Cultiver un abricotier bio
La culture de l’abricotier bio implique de respecter la nature de l'arbre et de le cultiver selon ses besoins, de la plantation jusqu’aux soins ! Des conditions de culture adaptées à l’arbre fruitier sont le gage d’un arbre sain, bien nourri, capable de résister efficacement aux agressions.
Planter un abricotier
L’abricotier est un arbre des climats tempérés plutôt chauds (la période hivernale étant cependant indispensable à l’induction des bourgeons floraux, le cumul minimum étant de 500 heures). Il déteste les vents froids, les gelées qui détruisent sa floraison printanière très précoce. Du fait de cette sensibilité au gel, veillez, dans le nord de la France, à sélectionner des variétés à floraison plus tardive. Certains cultivars ont, eux, des floraisons très longues, ce qui réduit les pertes. Une installation contre un mur exposé au sud devrait également vous aider à avoir une bonne récolte. Son terrain de prédilection est sec, sableux voire caillouteux, bien drainé, mais l’abricotier étant généralement greffé, il va pouvoir être planté, pour schématiser, dans 2 types de sol différents, selon le porte-greffe utilisé : des sols calcaires, drainés, secs et légers, ou bien des sols lourds, humides. Il est crucial pour la bonne santé de votre abricotier bio que vous choisissiez son porte-greffe en fonction du sol sur lequel il va être planté. Vous vous dirigerez vers les pruniers pour les terres compactes ou vers les francs, les amandiers ou les pêchers pour les sols secs. À la plantation, un bon apport de matières organique sera effectué. Lors du choix de l’emplacement, veillez à ce que votre abricotier ait suffisamment d’espace tout autour de lui. La majorité des abricotiers sont autofertiles, donc la présence d’un autre sujet n’est pas indispensable, pour autant, elle reste conseillée car elle favorise et améliore la fructification.
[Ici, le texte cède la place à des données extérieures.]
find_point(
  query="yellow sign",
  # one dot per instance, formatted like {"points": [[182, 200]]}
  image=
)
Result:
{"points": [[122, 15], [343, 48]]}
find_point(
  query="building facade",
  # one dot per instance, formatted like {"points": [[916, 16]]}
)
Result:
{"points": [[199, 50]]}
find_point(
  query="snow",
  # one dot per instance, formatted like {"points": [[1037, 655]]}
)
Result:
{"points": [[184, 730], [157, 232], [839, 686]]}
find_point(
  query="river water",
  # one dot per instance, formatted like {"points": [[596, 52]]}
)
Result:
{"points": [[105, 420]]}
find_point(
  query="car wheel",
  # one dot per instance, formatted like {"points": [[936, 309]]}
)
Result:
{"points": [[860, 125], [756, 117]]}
Pour en savoir plus, lisez nos conseils sur la plantation de l'abricotier

Entretien du fruitier
Même si l’abricotier fait partie des fruitiers relativement résistants face à la sécheresse, il a besoin d’eau pour une bonne croissance, donc d’arrosages, notamment dans les régions les plus chaudes. Le printemps est une période de croissance importante, durant laquelle le sol doit rester assez frais, quant à l’été, les périodes de sécheresse sont difficiles à traverser pour tous les végétaux. Au cours de sa première année, arrosez abondamment, 2 arrosoirs de 10 l, mais peu souvent, 1 fois par mois en été, afin de pousser l’abricotier à développer ses racines en profondeur, il sera ainsi capable d’aller puiser de l’eau très loin sous la surface. Le paillage va limiter l’évaporation du sol, il doit être pour cela assez épais : feuilles mortes, tontes de gazon…
Astuce : installez une section de tuyau ou de drain lors de la plantation. Il sera placé verticalement, de la surface jusqu’aux racines, qui seront ainsi abreuvées directement à l’arrosage.
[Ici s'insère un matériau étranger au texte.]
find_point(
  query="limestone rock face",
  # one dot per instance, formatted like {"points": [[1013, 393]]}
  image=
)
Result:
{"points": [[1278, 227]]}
Tailler l’abricotier bio présente plusieurs avantages : le nettoyage du centre de l’arbre permet une bonne circulation de l’air et défavorise le développement des maladies. Cela apporte également beaucoup de luminosité aux fruits qui bénéficieront plus des rayons de soleil. La taille d’éclaircissement limite le phénomène d’alternance et rend donc la récolte plus homogène d’une année sur l’autre. Limiter sa hauteur rend la récolte bien plus confortable. Pour autant, cette taille n’aura pas lieu tous les ans, une fois tous les 3 ans est plus judicieux, à l’automne. Excepté bien sur la taille d’éclaircissement en mai ou juin, qui elle est annuelle.
Pour en savoir plus, lisez nos conseils sur l'entretien de l'abricotier et ceux sur la taille de l'abricotier
Fertilisation bio
Une fertilisation équilibrée est nécessaire à un développement harmonieux, qui ne laisse de côté ni la floraison et la fructification (avec un excès d’azote), ni la croissance de l’appareil végétatif. Les fertilisants et autres engrais bio pour l’abricotier sont : fumier et compost bien décomposés, corne broyée, algues marines, guano, cendre de bois, poudre d’os, engrais type 4 4 8.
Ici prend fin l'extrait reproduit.